3. Il ressort des pièces du dossier que Mme A... a fait l'objet depuis son entrée sur le territoire national de plusieurs hospitalisations psychiatriques pour un trouble schizo-affectif sévère, et suit un protocole de soins depuis juin 2023, son état de santé ayant justifié que lui soit délivré le 25 août 2022 un titre de séjour sur le fondement de l'article L. 421-9 du code de l'entrée et du séjour des étrangers et du droit d'asile. Elle a donné naissance le 21 septembre 2022 à une fille, qui a été confiée par l'autorité judiciaire au conseil départemental de la Haute-Vienne, le 8 décembre 2022, en raison de l'incapacité de la mère à exercer la fonction parentale, et même au danger que son comportement ferait encourir à son enfant. Par une ordonnance du 18 janvier 2023, le juge des enfants du tribunal judiciaire de Limoges a ordonné une mesure d'assistance éducative en milieu ouvert d'une durée de six mois. Cette mesure a fait l'objet d'un renouvellement jusqu'au 31 juillet 2024 par une ordonnance du même juge en date du 18 juillet 2023, au constat qu'alors même que la situation évolue favorablement et qu'il est important que la mère de famille, " qui a pris conscience de sa maladie et des conséquences qu'elle peut avoir sur son comportement (hallucinations, débordements violents) ", puisse prendre son autonomie avec son enfant, " chacun est conscient de la nécessité qu'elle reste en France pour continuer à bénéficier de son suivi ", dont le renouvellement est préconisé par les services sociaux. En outre, Mme A..., qui produit une plainte déposée le 17 juin 2021 au commissariat central de Yaoundé à l'encontre du père de sa fille pour des violences conjugales, fait valoir que ni elle ni son enfant ne pourraient bénéficier au Cameroun d'un environnement familial favorable à une normalisation de la relation mère-enfant, à supposer même qu'elle puisse bénéficier dans ce pays d'un traitement approprié à son état de santé, dont le défaut, selon l'avis du collège des médecins de l'Office français de l'immigration et de l'intégration du 2 juin 2023, est susceptible d'entrainer des conséquences d'une exceptionnelle gravité. Dans ces conditions, en prenant la mesure litigieuse, le préfet de la Haute-Vienne a méconnu les stipulations précitées de l'article 3-1 de la convention internationale relative aux droits de l'enfant.

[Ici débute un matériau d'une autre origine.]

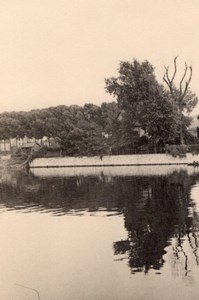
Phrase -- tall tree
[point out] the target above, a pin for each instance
(142, 100)
(181, 94)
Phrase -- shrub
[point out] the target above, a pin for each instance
(177, 150)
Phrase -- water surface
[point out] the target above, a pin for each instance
(99, 233)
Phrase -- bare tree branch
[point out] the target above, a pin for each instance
(183, 77)
(175, 69)
(187, 83)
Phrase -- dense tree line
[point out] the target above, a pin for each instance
(78, 130)
(112, 128)
(160, 110)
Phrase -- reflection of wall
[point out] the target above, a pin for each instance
(113, 171)
(117, 160)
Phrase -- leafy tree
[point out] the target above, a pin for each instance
(143, 102)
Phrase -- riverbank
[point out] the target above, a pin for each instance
(9, 162)
(115, 160)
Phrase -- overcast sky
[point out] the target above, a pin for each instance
(59, 51)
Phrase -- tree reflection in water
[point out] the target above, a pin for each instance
(158, 210)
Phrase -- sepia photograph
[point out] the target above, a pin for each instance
(99, 150)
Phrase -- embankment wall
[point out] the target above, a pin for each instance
(114, 160)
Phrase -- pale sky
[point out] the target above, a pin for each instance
(56, 52)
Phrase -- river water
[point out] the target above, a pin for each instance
(99, 233)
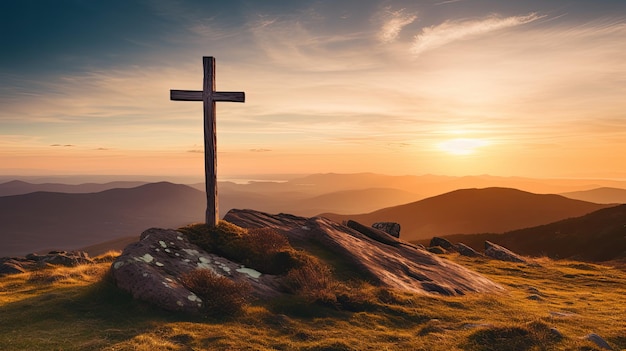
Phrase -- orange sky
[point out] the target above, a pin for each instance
(394, 87)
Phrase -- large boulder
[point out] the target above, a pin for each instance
(393, 263)
(11, 266)
(391, 228)
(150, 270)
(441, 242)
(465, 250)
(501, 253)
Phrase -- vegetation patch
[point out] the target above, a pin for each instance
(220, 295)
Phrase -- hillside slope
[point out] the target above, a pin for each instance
(597, 236)
(605, 195)
(493, 210)
(18, 187)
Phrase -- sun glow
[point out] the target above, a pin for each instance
(461, 146)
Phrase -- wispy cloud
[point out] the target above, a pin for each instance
(436, 36)
(393, 22)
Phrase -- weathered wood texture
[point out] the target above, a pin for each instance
(209, 96)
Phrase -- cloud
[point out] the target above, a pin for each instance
(394, 21)
(436, 36)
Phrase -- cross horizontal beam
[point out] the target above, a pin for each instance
(197, 95)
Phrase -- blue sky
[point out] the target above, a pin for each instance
(532, 88)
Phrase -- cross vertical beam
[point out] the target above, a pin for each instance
(209, 96)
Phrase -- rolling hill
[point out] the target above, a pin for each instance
(604, 195)
(494, 210)
(597, 236)
(18, 187)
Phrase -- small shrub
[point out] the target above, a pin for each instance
(312, 280)
(532, 336)
(220, 295)
(213, 239)
(263, 249)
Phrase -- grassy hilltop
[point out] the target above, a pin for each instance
(79, 308)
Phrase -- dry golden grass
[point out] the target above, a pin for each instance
(80, 309)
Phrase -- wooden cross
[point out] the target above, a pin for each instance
(209, 96)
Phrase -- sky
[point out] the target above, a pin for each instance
(453, 87)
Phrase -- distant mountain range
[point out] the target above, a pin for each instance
(46, 220)
(597, 236)
(604, 195)
(17, 187)
(493, 210)
(60, 216)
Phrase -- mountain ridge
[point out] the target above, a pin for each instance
(474, 210)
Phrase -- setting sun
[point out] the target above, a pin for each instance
(461, 146)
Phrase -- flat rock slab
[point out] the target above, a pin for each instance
(150, 269)
(501, 253)
(393, 263)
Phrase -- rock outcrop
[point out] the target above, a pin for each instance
(441, 242)
(390, 262)
(391, 228)
(150, 270)
(500, 253)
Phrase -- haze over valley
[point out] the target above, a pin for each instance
(45, 216)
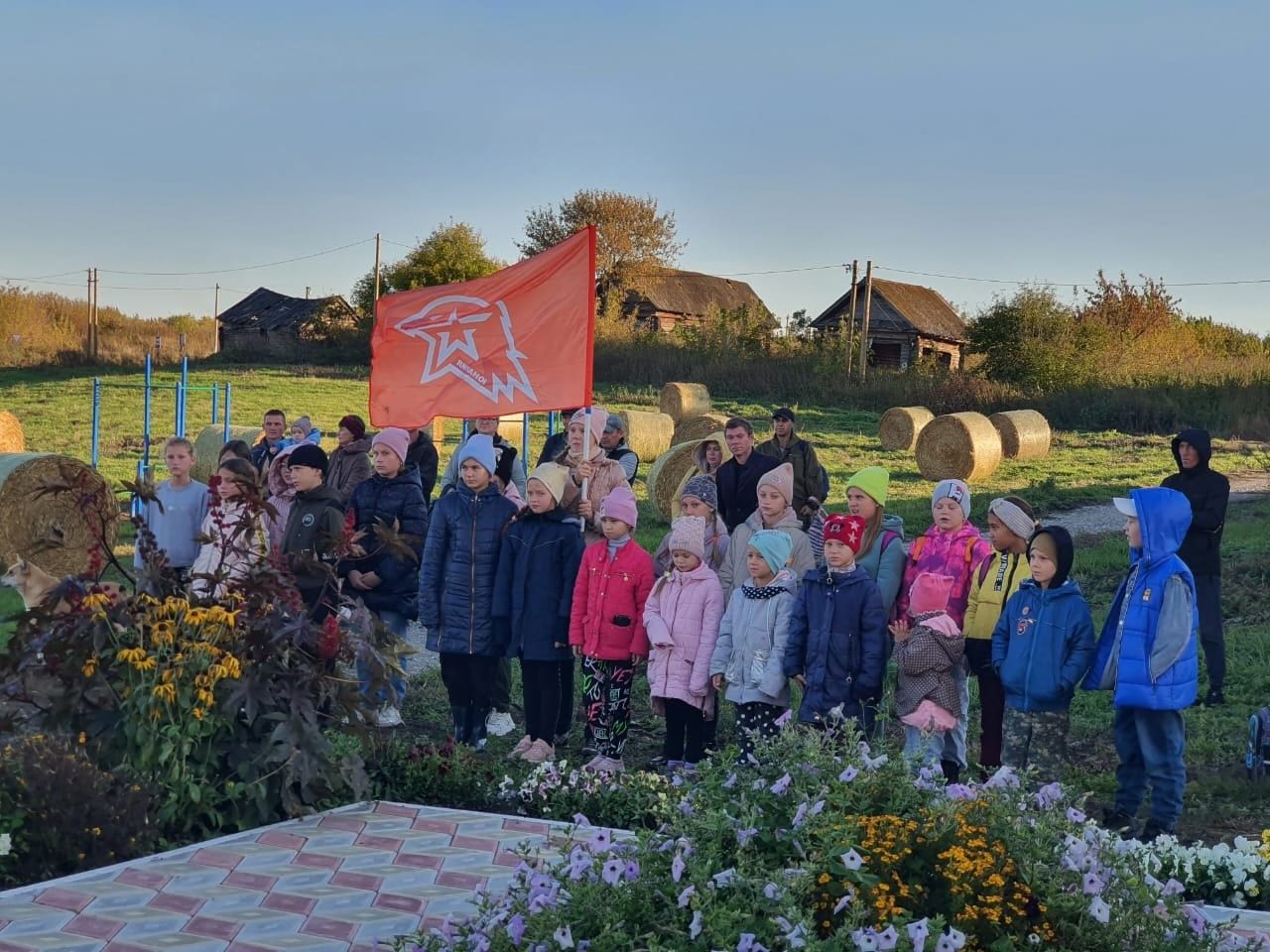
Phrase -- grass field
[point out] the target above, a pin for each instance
(1083, 467)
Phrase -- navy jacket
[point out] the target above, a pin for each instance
(1043, 645)
(538, 567)
(837, 643)
(460, 557)
(389, 502)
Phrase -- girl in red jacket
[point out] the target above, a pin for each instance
(606, 627)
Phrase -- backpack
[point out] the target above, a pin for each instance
(1257, 757)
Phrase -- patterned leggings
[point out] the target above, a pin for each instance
(606, 692)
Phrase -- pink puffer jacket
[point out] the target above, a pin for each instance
(683, 621)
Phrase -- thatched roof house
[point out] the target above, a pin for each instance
(674, 298)
(906, 322)
(268, 324)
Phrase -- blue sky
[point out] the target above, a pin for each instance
(988, 140)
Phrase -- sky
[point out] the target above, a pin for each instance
(994, 140)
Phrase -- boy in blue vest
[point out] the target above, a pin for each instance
(1147, 656)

4. Il résulte de ce qui précède, sans qu'il soit besoin d'examiner les autres moyens de la requête, que Mme A... est fondée à soutenir que c'est à tort que, par le jugement attaqué, le tribunal administratif de Limoges a rejeté sa demande d'annulation de l'arrêté du préfet de la Haute-Vienne du 17 août 2023. Il convient donc d'annuler ce jugement et l'arrêté litigieux.
DÉCIDE :
Article 1er : Le jugement n° 2301533 du tribunal administratif de Limoges du 28 novembre 2023 est annulé.
Article 2 : L'arrêté du préfet de la Haute-Vienne du 17 août 2023 est annulé.
Article 3 : Le présent arrêt sera notifié à Mme B... D... épouse A..., au ministre de l'intérieur et des outre-mer et au préfet de la Haute-Vienne.
Délibéré après l'audience du 25 juin 2024 à laquelle siégeaient :
M. Laurent Pouget, président,
Mme Marie-Pierre Beuve Dupuy, présidente-assesseure,
M. Manuel Bourgeois, premier conseiller,
Rendu public par mise à disposition au greffe le 3 juillet 2024.
La présidente-assesseure,
Marie-Pierre Beuve Dupuy
Le président-rapporteur,
Laurent C...
La greffière,
Chirine Michallet
La République mande et ordonne au ministre de l'intérieur et des outre-mer en ce qui le concerne, et à tous commissaires de justice à ce requis, en ce qui concerne les voies de droit commun contre les parties privées, de pourvoir à l'exécution du présent arrêt.